NAEP Technology Assessment 2012

I’ve just found out I’m going to be part of the National Assessment of Educational Progress (NAEP) Technology Assessment development (see the E-school News story: On the way: Nation’s first tech-literacy exam: Tech literacy to be added to Nation’s Report Card beginning in 2012).

The recent NAEP developed assessments for science and math have generally been well received, and I’m looking forward to being a part of the effort to create something similar for technology literacy. Of course I’m curious to see how this will play out, since technology literacy is not a subject or a discipline like math or science.

I’m hoping that part of the solution will be to increase opportunities for students to study real engineering, design and programming in K-12. My background as an electrical engineer is no doubt part of that hope.

There are two committees working on these frameworks, a steering committee and a planning committee.
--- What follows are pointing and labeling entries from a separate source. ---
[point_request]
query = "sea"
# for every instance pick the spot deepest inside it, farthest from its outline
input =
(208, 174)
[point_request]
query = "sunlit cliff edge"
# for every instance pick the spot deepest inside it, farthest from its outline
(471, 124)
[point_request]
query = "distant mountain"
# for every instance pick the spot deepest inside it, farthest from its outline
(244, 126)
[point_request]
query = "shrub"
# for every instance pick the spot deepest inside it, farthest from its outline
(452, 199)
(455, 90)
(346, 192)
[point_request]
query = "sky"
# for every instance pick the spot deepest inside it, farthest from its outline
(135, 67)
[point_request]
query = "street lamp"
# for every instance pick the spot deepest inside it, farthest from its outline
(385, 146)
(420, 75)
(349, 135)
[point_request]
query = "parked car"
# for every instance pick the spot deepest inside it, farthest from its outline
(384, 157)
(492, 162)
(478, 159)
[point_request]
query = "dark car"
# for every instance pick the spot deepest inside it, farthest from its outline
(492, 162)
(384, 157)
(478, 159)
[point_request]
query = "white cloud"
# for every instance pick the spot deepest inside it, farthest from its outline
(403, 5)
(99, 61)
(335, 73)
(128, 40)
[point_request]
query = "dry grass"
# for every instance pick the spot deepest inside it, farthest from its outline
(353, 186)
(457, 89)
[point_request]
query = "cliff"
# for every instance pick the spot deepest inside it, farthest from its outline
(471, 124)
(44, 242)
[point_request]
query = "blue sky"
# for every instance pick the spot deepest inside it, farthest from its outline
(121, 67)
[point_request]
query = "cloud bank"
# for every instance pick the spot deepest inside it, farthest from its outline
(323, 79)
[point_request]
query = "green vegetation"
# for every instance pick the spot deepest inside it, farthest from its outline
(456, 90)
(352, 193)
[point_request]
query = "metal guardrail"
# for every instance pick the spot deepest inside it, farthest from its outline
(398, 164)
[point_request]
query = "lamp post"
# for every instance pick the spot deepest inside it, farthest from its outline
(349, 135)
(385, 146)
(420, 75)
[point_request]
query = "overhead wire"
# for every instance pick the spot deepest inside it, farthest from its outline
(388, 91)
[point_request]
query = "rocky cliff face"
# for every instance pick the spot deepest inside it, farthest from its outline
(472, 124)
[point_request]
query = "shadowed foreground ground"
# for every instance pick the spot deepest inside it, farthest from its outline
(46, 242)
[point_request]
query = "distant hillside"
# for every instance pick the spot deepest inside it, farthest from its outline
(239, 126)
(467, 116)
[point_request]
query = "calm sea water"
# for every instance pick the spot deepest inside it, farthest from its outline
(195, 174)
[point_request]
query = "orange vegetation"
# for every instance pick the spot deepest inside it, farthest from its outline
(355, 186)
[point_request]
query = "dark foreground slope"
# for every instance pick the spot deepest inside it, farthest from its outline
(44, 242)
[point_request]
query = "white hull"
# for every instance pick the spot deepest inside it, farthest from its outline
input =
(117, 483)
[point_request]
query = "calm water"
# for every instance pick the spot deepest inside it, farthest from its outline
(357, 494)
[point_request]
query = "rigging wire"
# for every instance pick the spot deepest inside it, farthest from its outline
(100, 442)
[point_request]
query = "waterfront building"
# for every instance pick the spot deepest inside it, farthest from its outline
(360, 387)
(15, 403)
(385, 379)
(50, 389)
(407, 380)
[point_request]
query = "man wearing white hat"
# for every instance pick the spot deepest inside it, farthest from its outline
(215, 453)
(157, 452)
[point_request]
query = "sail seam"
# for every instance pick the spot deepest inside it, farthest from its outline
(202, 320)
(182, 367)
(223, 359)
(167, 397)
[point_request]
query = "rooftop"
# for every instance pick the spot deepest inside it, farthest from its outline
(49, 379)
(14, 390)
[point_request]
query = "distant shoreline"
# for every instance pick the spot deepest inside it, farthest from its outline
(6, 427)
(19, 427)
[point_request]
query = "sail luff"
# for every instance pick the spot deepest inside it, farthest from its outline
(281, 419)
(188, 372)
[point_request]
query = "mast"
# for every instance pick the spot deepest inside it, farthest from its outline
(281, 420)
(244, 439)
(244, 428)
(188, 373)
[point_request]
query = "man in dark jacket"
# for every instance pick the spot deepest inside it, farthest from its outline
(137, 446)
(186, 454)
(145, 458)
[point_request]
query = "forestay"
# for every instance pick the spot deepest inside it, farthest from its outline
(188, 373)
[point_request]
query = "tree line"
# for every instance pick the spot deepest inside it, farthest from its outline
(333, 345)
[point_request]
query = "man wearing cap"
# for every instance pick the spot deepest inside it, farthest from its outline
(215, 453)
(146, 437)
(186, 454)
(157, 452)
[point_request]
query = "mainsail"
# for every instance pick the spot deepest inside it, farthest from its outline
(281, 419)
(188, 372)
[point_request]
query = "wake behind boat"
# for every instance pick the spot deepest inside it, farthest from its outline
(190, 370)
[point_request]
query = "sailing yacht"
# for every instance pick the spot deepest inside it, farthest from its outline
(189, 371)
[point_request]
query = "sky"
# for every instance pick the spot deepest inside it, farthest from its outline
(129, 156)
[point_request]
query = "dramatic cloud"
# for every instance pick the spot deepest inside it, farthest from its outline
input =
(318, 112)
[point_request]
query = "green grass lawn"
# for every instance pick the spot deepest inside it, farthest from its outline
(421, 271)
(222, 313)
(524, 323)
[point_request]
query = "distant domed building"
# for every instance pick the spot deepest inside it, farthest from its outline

I’m on the planning committee. The first meeting is next week in Washington, DC, and I’ll know a lot more after that. One question I will definitely ask is how transparent the process will be. The last NAEP assessment planning was done before blogs became as ubiquitous as they are now. The eschool news story says there will be public input and hearings, and an extensive review process. Let’s hope this extends out as far as the net reaches.

Update – I’ve been asked to remove the names of the committee members for now…

Stay tuned! – Sylvia

6 Replies to “NAEP Technology Assessment 2012”

  1. Congrats, Sylvia. You know, in Texas we are programmed to believe any assessment not created by Pearson has to be faulty. Prove ’em wrong! 😉 Enjoy the group. It looks like you are in for a challenge with a possibly great outcome.

  2. Sylvia,

    What a plus for us all to have you serving on one of the committees!

    I’ll bet many of your readers are working in districts that have already adopted, or are in the process of adopting, ISTE NETS for their district tech plans. I’m in one of those districts. Before the district will officially adopt tech standards (or any standards), the review committee would like to see benchmarks, same as in the content areas. As you have pointed out, technology literacy is not a subject or discipline. But in glancing through the NEAP draft just posted by the Nat’l Assess Governing Board, I really like the three main areas: Technology & Human Society; the Effects of Technology on the Natural World; Effects of Technology on the World of Information and Knowledge – and the rubric provided for each area. The breakdown into grades 4/8/12 with a statement of what students should know AND what they should be able to do, I think, will ensure that the assessment is not limited to computer labs and hopefully fosters integration across the curriculum.